In discussing the implications for a complete EV battery pack, this optimized module design provides a thermal management solution that is scalable and modular. By ensuring each basic module operates within safe thermal limits, the overall EV battery pack’s reliability and safety are enhanced. The forced air cooling approach, while less capable than liquid cooling for extremely high loads, remains a viable and economical choice for many EV applications, especially when optimized through such CFD-guided design. Future work could explore the integration of these modules into the full pack, investigating inter-module airflow and the performance under dynamic driving cycles. Additionally, the impact of higher discharge rates, such as during fast charging or aggressive acceleration, on the EV battery pack’s thermal behavior warrants further study, possibly necessitating adaptive cooling controls.

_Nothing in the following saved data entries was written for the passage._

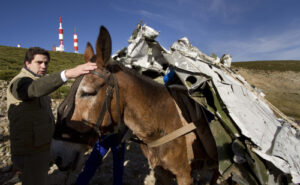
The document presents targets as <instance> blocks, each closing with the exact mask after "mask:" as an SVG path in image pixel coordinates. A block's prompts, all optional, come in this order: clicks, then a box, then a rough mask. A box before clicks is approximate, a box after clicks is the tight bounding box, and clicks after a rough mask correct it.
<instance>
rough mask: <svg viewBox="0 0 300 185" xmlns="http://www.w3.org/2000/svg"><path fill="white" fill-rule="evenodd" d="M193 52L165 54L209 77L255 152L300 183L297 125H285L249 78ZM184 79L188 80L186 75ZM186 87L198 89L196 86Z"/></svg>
mask: <svg viewBox="0 0 300 185" xmlns="http://www.w3.org/2000/svg"><path fill="white" fill-rule="evenodd" d="M183 51H184V50H183V49H181V50H180V52H183ZM185 51H188V48H185ZM191 52H192V51H191ZM191 52H187V53H186V54H183V55H181V56H178V52H177V51H176V50H174V51H173V52H172V54H166V55H172V57H173V58H172V57H170V56H166V58H167V59H169V60H168V61H169V63H171V64H174V65H175V66H177V67H179V68H184V69H185V70H193V69H197V70H198V71H199V72H201V73H204V74H206V75H207V76H210V77H211V78H212V81H213V85H214V88H215V90H216V91H217V93H218V95H219V96H220V98H221V101H222V102H223V103H224V104H225V106H226V108H225V109H227V110H228V112H229V115H230V117H231V118H232V120H233V121H234V122H235V124H236V125H237V126H238V127H239V129H240V130H241V132H242V135H244V136H246V137H247V138H250V139H251V141H252V142H253V143H254V144H255V145H257V148H256V149H255V150H254V151H255V152H256V153H257V154H258V155H259V156H261V157H262V158H264V159H266V160H268V161H270V162H272V163H273V164H274V165H275V166H276V167H278V168H279V169H281V170H282V171H283V172H285V173H289V174H291V175H292V177H293V179H292V180H293V182H294V183H300V178H299V177H300V140H299V139H297V138H296V131H295V130H294V128H292V127H283V125H282V123H281V122H279V121H278V119H277V117H276V116H275V114H274V113H273V111H272V110H271V109H270V108H269V107H268V105H267V104H266V103H265V102H264V101H263V97H260V95H259V94H258V93H256V92H255V91H254V90H253V89H252V88H251V87H250V85H249V84H248V83H247V82H246V81H240V80H241V79H240V78H239V80H238V78H237V77H236V76H235V74H234V73H233V72H231V71H230V70H227V69H226V68H225V67H223V66H215V65H212V64H213V63H212V64H209V63H208V62H202V61H201V60H198V59H197V57H195V58H194V60H192V59H191V57H190V56H191V55H190V53H191ZM186 56H188V57H186ZM171 58H172V59H171ZM176 58H180V62H178V61H176ZM179 77H180V75H179ZM181 80H182V82H183V83H185V82H186V80H187V78H186V77H185V78H182V79H181ZM197 83H198V82H195V85H198V84H197ZM200 83H201V82H200ZM200 85H201V84H199V86H200ZM187 87H188V88H194V89H195V88H196V87H195V86H194V85H193V86H192V87H189V86H187ZM286 124H288V123H286ZM278 130H280V132H279V133H278ZM279 136H280V137H279Z"/></svg>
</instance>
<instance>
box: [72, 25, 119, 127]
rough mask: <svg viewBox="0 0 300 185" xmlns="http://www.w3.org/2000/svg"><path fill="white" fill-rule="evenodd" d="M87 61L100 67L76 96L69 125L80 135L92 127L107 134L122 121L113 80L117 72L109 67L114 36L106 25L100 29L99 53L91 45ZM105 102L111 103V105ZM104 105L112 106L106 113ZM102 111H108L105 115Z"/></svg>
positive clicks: (85, 58) (93, 74)
mask: <svg viewBox="0 0 300 185" xmlns="http://www.w3.org/2000/svg"><path fill="white" fill-rule="evenodd" d="M84 58H85V61H86V62H88V61H92V62H96V63H97V67H98V68H97V69H96V70H95V72H94V73H90V74H87V75H85V76H84V77H83V79H82V81H81V83H80V85H79V87H78V90H77V93H76V96H75V109H74V113H73V116H72V118H71V121H70V122H69V126H70V127H72V128H74V129H75V130H77V131H78V132H87V131H89V130H91V129H92V128H94V129H96V130H101V132H102V131H104V132H105V131H106V130H111V129H112V127H113V124H112V123H117V119H118V118H117V112H116V89H115V87H114V85H115V82H116V81H114V80H115V79H113V72H111V71H110V70H109V69H108V68H107V66H108V62H109V61H110V58H111V37H110V35H109V32H108V31H107V30H106V28H104V27H103V26H102V27H101V28H100V33H99V36H98V39H97V43H96V54H94V50H93V48H92V46H91V44H90V43H88V44H87V47H86V50H85V53H84ZM109 90H110V92H108V91H109ZM108 93H111V94H110V96H111V97H112V99H111V100H110V99H107V96H108ZM105 101H109V105H107V103H106V102H105ZM103 106H109V107H106V108H105V110H102V109H103ZM101 111H102V112H104V114H103V115H102V116H101V115H100V114H101ZM100 117H102V119H101V118H100ZM110 117H111V118H112V120H110ZM99 118H100V119H101V120H99ZM102 120H103V121H102ZM111 121H112V122H111ZM97 122H98V123H97Z"/></svg>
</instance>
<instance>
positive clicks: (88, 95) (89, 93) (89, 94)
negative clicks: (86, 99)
mask: <svg viewBox="0 0 300 185" xmlns="http://www.w3.org/2000/svg"><path fill="white" fill-rule="evenodd" d="M96 94H97V92H96V91H93V92H84V91H81V97H89V96H95V95H96Z"/></svg>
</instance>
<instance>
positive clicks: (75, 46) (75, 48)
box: [74, 28, 78, 53]
mask: <svg viewBox="0 0 300 185" xmlns="http://www.w3.org/2000/svg"><path fill="white" fill-rule="evenodd" d="M74 52H75V53H78V40H77V33H76V28H75V29H74Z"/></svg>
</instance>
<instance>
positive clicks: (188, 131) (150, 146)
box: [147, 123, 197, 147]
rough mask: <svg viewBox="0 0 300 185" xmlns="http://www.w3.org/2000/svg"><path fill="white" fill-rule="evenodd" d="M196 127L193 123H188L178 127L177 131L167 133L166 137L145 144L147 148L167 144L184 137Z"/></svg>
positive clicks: (195, 127) (156, 146) (193, 129)
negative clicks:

In conclusion, this study successfully demonstrates the optimization of a basic module for an EV battery pack using CFD thermal analysis. Starting from the specification of a 34-series, 36-parallel EV battery pack, I focused on the thermal management of a single 36-parallel module employing forced air cooling with parallel ventilation. Experimental validation of single-cell heat generation ensured accurate simulation inputs. Initial CFD simulations revealed inadequate cooling, prompting a two-stage optimization: first, adjusting the converging chamber inclination to 7°, and second, incorporating a flow deflector with an optimal height of 9 mm. The final design achieved a maximum temperature of 30.37°C and a maximum temperature difference of 3.56°C under a 1.0C discharge condition, satisfying the stringent thermal criteria for EV battery pack operation. This optimized basic module forms a reliable foundation for constructing a full-scale, thermally managed EV battery pack, contributing to the advancement of safer and more efficient electric vehicles. The methodologies and results presented here underscore the value of iterative CFD simulation in the design and refinement of thermal management systems for modern EV battery packs.